В ту осень, когда Хальвдану исполнился год, Гудрёд конунг поехал по пирам. Он стоял со своим кораблем в Стивлусунде. Пир шел горой, и конунг был очень пьян. Вечером, когда стемнело, конунг хотел сойти с корабля, но когда он дошел до конца сходен, на него бросился какой-то человек и пронзил его копьем. Так он погиб. Человека же этого сразу убили. А утром, когда рассвело, его опознали. Это был слуга Асы, жены конунга. Она не стала скрывать, что это она его подослала”
(“Сага об Инглингах” // Снорри Стурлусон “Круг Земной”, с. 36-37, М., 1980)
Сюжет полностью совпадает с летописным, только покушение доведено до конца, да масштаб событий ничтожный. Есть у этого автора и другая похожая история:
“Олав конунг пригласил родичей Железного Скегги на встречу и предложил выплатить им виру. Многие знатные мужи могли притязать на нее. У Железного Скегги была дочь, которую звали Гудрун. Примирение кончилось тем, что Олав конунг должен был жениться на Гудрун. Когда состоялась свадьба, Олав конунг и Гудрун легли в одну постель.
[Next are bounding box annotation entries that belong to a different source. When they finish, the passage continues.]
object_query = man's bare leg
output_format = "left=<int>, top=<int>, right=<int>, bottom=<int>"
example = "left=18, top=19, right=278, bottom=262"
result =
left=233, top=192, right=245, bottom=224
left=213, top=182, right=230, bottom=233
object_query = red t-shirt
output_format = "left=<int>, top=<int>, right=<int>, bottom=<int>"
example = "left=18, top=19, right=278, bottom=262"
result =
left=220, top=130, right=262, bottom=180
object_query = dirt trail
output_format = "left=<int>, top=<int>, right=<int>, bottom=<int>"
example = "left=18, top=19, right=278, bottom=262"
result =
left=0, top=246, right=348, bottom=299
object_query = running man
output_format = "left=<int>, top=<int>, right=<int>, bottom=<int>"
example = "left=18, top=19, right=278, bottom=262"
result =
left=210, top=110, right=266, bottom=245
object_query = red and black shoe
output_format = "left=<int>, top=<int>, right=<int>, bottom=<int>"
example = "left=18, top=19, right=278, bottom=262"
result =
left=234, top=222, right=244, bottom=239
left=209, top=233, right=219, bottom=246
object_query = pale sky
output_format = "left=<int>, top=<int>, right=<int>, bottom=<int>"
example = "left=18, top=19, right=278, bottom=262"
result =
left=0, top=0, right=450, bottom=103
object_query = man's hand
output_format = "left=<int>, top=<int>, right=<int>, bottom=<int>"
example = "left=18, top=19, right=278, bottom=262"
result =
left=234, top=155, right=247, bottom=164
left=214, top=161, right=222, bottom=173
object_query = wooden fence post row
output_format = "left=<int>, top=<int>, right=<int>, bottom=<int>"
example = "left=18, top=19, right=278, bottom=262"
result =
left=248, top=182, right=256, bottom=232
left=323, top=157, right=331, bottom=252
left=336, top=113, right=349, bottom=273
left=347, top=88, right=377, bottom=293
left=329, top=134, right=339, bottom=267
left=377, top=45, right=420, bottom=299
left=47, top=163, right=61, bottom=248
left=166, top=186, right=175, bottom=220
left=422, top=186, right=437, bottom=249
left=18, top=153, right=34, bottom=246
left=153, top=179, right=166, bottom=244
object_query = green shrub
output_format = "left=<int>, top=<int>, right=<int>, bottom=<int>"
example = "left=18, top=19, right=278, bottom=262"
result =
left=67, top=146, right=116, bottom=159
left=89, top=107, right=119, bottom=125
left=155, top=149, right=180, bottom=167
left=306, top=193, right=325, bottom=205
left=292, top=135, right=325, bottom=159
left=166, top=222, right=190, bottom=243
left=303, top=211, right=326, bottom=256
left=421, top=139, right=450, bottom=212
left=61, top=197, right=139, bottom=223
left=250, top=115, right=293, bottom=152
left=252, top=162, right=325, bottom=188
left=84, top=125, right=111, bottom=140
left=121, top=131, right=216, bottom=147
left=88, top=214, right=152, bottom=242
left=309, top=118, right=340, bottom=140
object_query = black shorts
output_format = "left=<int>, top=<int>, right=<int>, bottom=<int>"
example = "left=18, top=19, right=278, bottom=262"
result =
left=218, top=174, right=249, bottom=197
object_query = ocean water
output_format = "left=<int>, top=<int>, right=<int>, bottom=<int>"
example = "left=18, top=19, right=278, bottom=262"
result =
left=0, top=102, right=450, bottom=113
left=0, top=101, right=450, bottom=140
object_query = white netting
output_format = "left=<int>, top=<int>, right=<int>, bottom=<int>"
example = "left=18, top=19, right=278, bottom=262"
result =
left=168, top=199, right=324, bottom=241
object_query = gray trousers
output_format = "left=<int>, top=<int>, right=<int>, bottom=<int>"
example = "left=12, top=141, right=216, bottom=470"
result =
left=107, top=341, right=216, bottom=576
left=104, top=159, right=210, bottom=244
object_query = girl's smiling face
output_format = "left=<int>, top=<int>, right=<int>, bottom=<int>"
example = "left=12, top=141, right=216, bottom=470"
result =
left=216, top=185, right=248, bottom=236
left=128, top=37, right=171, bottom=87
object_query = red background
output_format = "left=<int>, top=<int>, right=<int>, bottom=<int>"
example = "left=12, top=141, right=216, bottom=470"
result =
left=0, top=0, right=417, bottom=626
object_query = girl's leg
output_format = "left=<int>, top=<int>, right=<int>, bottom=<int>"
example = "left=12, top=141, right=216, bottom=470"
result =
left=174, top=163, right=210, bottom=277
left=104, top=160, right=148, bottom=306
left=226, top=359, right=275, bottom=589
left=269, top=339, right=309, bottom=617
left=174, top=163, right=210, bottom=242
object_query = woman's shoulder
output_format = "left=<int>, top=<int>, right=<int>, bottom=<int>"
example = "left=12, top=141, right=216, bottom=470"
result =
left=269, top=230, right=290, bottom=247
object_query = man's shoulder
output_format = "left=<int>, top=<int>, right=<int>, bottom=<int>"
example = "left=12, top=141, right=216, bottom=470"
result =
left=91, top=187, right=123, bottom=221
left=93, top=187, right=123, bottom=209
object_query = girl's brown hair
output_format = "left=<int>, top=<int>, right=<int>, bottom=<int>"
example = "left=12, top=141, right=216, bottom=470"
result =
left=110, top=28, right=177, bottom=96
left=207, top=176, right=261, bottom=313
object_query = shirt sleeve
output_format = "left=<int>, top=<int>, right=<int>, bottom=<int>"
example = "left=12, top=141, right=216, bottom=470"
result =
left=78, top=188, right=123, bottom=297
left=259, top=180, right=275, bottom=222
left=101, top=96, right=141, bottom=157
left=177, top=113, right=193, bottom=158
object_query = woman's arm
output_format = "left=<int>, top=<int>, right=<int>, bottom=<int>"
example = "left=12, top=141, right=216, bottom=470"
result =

Но в первую же ночь, когда они лежали рядом, она вытащила кинжал, как только конунг заснул, и хотела заколоть его. Когда конунг увидел это, он отнял у нее кинжал, встал с постели, пошел к своим людям и рассказал, что случилось. А Гудрун взяла свою одежду и всех тех людей, которые за ней туда последовали, и они с ней отправились своим путем, и Гудрун больше никогда не ложилась в одну постель с Олавом конунгом”
(“Сага об Олаве сыне Трюггви” // Там же, с. 142)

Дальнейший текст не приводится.